Le salut est mal compris. Jésus ne vient pas sauver les âmes d'un destin horrible. Il vient les sauver de plusieurs millions d'années de tribulations dans le samsara (car la vie humaine n'est tout de même pas un chemin de roses), entrecoupées de séjours heureux dans un sous-paradis où l'on va panser ses plaies. On a le choix entre mourir de mille morts différentes, noyé, étranglé, empoisonné, écrabouillé, carbonisé, grippé, cancerisé... ou bien de suivre Jésus. Certes, la chose n'a pas les apparences de la facilité, mais en réalité n'importe quelle vie humaine en Dieu est plus facile que toute vie humaine sans Dieu. La seule qui ait été vraiment difficile, c'est celle de Jésus, si j'ai bien compris. Pour nous, nous avons la possibilité en renonçant aux facilités apparentes de notre petite existence sans intérêt, de connaître la béatitude suprême dans quelques décennies (et déjà ici-bas en réalité), au lieu de quelques millions d'années.

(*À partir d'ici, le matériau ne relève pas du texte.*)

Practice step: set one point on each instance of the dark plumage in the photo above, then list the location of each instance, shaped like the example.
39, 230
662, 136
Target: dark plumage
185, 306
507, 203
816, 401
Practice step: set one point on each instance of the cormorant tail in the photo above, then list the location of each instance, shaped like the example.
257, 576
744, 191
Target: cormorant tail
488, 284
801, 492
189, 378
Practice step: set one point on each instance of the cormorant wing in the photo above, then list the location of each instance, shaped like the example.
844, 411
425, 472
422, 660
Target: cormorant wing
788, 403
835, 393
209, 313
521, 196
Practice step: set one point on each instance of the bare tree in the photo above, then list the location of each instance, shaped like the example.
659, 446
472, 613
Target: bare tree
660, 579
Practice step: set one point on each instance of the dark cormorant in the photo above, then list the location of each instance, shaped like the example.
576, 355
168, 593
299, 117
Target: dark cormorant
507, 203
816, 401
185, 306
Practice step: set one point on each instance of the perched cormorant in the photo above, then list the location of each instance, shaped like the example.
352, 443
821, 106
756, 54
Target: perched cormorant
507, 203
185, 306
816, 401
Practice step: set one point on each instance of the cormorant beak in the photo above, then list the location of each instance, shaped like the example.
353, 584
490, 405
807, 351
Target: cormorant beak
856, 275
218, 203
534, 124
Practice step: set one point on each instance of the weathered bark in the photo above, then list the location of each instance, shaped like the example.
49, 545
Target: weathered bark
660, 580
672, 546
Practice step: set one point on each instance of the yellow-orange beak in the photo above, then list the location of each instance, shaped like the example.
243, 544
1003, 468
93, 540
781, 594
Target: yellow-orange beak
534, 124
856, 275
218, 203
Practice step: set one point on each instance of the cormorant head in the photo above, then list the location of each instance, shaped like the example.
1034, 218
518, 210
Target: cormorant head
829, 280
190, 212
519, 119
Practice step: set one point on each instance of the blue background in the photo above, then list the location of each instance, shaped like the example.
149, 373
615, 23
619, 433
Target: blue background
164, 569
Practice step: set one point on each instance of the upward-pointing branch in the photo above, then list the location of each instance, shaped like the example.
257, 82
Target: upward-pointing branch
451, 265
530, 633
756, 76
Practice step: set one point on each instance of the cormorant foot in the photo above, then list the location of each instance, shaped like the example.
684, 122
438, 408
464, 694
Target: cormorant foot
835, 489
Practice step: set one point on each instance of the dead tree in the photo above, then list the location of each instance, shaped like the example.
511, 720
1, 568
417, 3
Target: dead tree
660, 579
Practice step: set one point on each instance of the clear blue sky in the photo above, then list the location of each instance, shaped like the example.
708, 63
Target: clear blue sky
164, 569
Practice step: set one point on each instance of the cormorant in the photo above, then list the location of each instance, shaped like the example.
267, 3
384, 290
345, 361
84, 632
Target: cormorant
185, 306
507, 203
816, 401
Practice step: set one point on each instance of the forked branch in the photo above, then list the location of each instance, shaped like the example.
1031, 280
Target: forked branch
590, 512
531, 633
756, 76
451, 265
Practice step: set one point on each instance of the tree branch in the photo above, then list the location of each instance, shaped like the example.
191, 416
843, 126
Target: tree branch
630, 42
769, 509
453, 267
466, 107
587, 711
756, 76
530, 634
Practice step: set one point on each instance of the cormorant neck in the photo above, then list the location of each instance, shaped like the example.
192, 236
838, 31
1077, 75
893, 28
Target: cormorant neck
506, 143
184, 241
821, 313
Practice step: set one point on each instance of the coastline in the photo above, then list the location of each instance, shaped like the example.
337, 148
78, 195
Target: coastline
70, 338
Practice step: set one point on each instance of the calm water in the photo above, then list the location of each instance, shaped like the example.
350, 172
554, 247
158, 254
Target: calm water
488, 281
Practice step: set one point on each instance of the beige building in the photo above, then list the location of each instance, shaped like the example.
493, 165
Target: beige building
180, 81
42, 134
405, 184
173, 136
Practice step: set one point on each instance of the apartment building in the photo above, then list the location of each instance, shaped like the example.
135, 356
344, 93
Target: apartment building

Mais cela ne nous est jamais clairement expliqué. A la place, on nous dit des sottises, que tout le monde va finir en enfer, alors que tout le monde sait très bien que ça ne sera pas le cas. Et on nous présente la vie des Saints comme une effrayante austérité, une vallée de larmes... certes, c'est austère et douloureux, mais on ne dit pas ce qu'il y a en contrepartie. Beaucoup d'hommes seraient déjà capables d'aller au bout du monde, et de se sacrifier corps et âme pour leur bien-aimée, qui ne leur donnera pas le millième de ce que peut leur donner le Bien-aimé. Si donc si peu se sacrifient pour le Christ, c'est qu'un certain message n'est pas passé, en qu'en réalité presque personne n'a la moindre idée de ce qu'on y gagne, pas seulement dans l'au-delà, mais ici-même.